Solusi Bukan Sekadar Melarang, Tapi Membangun Imajinasi Bangsa
Meski mengkritisi penggunaan simbol asing, Haidar menegaskan bahwa solusi tidak bisa berhenti pada pelarangan atau kecaman semata. Ia mengajak semua pihak untuk membangun kebanggaan terhadap simbol nasional lewat pendekatan kreatif dan edukatif—termasuk penciptaan karakter fiksi lokal yang kuat.
“Kalau Jepang punya Luffy, kenapa Indonesia tidak bisa melahirkan karakter pahlawan lokal yang digemari dunia?” ucapnya.
Ia menyebut kegemaran generasi muda terhadap anime bukanlah masalah.
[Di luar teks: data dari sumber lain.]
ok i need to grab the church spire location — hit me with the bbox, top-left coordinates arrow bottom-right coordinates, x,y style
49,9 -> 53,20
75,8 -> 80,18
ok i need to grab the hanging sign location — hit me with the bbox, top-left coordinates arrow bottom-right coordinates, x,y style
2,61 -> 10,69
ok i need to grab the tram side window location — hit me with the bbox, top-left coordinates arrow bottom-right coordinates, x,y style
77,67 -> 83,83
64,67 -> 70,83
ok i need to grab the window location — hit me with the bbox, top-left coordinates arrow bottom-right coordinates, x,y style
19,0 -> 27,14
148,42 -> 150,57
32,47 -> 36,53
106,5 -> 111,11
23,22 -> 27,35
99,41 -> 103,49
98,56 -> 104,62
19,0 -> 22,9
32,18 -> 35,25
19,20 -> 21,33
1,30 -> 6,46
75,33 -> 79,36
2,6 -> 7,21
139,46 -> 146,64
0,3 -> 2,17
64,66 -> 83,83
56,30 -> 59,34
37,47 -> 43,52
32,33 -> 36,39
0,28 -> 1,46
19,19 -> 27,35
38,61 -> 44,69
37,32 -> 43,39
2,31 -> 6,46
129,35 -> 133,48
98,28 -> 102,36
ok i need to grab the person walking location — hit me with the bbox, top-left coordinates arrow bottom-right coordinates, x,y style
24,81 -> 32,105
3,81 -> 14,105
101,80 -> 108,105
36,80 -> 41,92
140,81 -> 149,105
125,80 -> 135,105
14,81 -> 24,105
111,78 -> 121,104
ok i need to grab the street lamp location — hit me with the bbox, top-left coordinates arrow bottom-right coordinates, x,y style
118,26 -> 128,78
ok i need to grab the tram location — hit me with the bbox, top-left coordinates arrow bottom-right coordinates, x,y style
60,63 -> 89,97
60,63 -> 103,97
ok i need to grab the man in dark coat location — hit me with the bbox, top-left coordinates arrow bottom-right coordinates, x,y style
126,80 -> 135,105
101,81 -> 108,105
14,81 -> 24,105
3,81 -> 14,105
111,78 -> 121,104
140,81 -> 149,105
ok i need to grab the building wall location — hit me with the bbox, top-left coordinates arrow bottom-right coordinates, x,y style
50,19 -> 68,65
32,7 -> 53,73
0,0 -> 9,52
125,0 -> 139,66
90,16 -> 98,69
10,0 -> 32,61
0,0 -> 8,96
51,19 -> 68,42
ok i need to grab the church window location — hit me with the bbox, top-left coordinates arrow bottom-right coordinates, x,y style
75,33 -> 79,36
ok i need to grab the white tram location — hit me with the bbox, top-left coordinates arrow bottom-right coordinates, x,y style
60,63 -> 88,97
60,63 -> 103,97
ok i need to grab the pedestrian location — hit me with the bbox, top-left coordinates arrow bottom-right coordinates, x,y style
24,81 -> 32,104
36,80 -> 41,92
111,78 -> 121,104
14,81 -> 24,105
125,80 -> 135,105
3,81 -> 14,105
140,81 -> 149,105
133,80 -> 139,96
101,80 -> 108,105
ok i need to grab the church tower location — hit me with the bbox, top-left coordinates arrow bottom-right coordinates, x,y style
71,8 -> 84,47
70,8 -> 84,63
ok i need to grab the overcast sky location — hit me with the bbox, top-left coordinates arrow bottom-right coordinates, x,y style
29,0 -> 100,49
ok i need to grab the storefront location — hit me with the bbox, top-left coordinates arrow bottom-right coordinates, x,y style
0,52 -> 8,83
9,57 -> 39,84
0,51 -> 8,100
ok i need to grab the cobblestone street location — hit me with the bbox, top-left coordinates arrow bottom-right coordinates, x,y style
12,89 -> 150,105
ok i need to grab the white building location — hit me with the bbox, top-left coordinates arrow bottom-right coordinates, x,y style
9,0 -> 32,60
Justru tugas negara dan industri kreatif adalah menyediakan alternatif imajinatif yang mencerminkan nilai-nilai Indonesia.
Bukan Hanya Tanah, Tapi Imajinasi yang Harus Dijaga
Bagi Haidar, menjaga eksistensi Merah Putih bukan semata soal hukum, tetapi kesadaran kolektif untuk mempertahankan makna. Ia mengingatkan bahwa bangsa besar tidak hanya mempertahankan wilayahnya, tetapi juga membentengi imajinasi anak-anaknya dari dominasi budaya asing.
“Kalau simbol negara bisa digeser oleh simbol fiksi, maka arah berpikir bangsa ini sedang digiring tanpa sadar,” tandasnya.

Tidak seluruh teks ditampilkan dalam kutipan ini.